Sen. Murray introduces bill to repatriate Kennewick Man to tribes


A reconstruction of the skull of Kennewick Man by a scientist who doesn't believe the remains are Native American. Photo from Wikipedia

Tribes in the Pacific Northwest will finally get to reclaim one of their ancestors if Congress enacts legislation that was introduced in the Senate last week.

The Colville Tribes, the Nez Perce Tribe, the Umatilla Tribes and the Yakama Nation have been seeking to rebury the 8,400-year-old remains of the Kennewick Man ever since they were discovered in 1996. They refer to him as Techaminsh Oytpamanatityt, which means "From the Land, the First Native" in one of the languages on the Yakama Reservation.

The ancestor, though, is being kept in storage at the Burke Museum in Seattle, Washington. He's been studied by researchers who went to court to prevent the federal government from returning the remains to the tribes.

“After nearly two decades of legal wrangling and scientific studying, it’s well past time to return these prehistoric remains to their rightful place,” Sen. Patty Murray said in a press release. “This is simply the right thing to do, and the sooner we begin the process of repatriation, the sooner we can ensure we are honoring the wishes of the Kennewick Man’s descendants.”

As a result of those studies, Murray noted that a genetic analysis confirms Kennewick Man was Native American. The tests showed a direct link to present-day Native peoples -- more specifically, to those living in Washington.

“We find that Kennewick Man is closer to modern Native Americans than to any other population worldwide,” researchers wrote in a study that appeared in Nature in June.
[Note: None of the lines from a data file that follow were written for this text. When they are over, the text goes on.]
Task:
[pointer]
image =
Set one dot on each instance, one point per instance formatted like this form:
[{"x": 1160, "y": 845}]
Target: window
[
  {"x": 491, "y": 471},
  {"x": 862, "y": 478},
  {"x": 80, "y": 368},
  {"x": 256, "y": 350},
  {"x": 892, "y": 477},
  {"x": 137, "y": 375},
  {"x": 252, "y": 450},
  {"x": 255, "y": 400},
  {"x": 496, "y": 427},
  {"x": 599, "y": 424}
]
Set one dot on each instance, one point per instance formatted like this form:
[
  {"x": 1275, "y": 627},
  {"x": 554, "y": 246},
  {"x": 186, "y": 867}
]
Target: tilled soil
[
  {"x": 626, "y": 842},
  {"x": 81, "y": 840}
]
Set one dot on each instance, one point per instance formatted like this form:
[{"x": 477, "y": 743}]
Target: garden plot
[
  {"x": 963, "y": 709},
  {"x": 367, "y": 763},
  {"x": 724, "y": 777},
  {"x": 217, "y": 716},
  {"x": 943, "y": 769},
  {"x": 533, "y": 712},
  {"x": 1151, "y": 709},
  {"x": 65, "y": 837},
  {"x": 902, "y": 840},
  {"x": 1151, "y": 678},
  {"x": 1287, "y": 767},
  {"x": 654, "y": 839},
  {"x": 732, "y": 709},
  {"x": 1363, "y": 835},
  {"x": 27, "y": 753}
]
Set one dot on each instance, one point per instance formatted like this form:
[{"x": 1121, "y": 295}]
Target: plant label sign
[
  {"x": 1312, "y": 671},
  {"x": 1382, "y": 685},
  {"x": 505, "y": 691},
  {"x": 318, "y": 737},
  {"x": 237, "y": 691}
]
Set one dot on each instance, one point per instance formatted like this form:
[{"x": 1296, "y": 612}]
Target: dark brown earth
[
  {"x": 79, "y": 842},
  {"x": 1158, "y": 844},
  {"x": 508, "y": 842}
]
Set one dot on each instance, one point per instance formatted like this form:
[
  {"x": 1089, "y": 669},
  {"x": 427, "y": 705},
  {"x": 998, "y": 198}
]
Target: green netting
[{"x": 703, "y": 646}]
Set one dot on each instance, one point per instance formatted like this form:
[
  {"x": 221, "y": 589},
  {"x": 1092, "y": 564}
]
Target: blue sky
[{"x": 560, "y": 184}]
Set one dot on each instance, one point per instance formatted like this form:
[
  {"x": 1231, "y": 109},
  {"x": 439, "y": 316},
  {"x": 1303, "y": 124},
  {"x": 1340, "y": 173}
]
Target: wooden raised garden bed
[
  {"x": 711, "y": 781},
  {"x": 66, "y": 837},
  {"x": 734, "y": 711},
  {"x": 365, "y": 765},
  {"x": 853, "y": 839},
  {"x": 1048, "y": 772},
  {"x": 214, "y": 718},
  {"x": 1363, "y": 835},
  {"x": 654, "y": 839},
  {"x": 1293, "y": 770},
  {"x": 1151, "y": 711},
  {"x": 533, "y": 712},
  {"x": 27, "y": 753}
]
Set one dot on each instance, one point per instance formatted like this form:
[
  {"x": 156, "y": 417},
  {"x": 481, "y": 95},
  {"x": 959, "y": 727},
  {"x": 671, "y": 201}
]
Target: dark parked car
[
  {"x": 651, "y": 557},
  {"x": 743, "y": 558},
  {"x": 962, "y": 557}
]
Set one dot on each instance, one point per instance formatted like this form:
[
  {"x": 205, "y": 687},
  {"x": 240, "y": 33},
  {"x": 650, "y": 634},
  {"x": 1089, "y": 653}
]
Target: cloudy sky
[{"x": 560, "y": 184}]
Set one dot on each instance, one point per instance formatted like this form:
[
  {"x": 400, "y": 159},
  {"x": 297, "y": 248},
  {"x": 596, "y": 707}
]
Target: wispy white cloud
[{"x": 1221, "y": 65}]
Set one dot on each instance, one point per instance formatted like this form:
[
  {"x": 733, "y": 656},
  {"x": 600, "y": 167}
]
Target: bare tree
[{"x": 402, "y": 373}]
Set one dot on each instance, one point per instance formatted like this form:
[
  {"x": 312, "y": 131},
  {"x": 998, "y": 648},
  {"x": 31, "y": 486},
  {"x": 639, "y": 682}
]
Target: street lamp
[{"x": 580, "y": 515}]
"Among the Native American groups for whom genome-wide data are available for comparison, several seem to be descended from a population closely related to that of Kennewick Man, including the Confederated Tribes of the Colville Reservation, one of the five tribes claiming Kennewick Man," they continued.

Despite the confirmed link, the U.S. Army Corps of Engineers is not able to return the remains because the scientists who studied him secured an extremely negative decision that weakens the Native American Graves Protection and Repatriation Act. In 2004, the 9th Circuit Court of Appeals ruled that Kennewick Man was too old to be covered by the 1990 law.

Efforts to address the decision in Congress were met with extreme opposition from the scientific community. Legislation to add just two words to NAGPRA to ensue that the law covers ancient remains failed to advance in 2007 and in 2005 and the issue hasn't been brought up again.

S.1979, the Bring the Ancient One Home Act, avoids the controversy by directing the U.S. Army Corps of Engineers to transfer the Kennewick Man to the Washington Department of Archeology and Historic Preservation, which would allow the tribes to lay his body back to rest.

“The Ancient One is our relative and we have the responsibility to respectfully rebury him,” Yakama Nation Chairman JoDe Goudy said in a statement, using another translation of the Native name for the Kennewick Man. “Return of the Ancient One is the respectful thing to do and we ask for the support of the non-Indian community for this legislation, just as we support the proper interment of all ancestors.”

The Ancient One was discovered in 1996 on federal land that was ceded through a treaty with the Umatilla Tribes. The reservation once covered 6.4 million acres in Washington and Oregon but the tribes are now based in Oregon.

The Army Corps manages the land where the remains were found.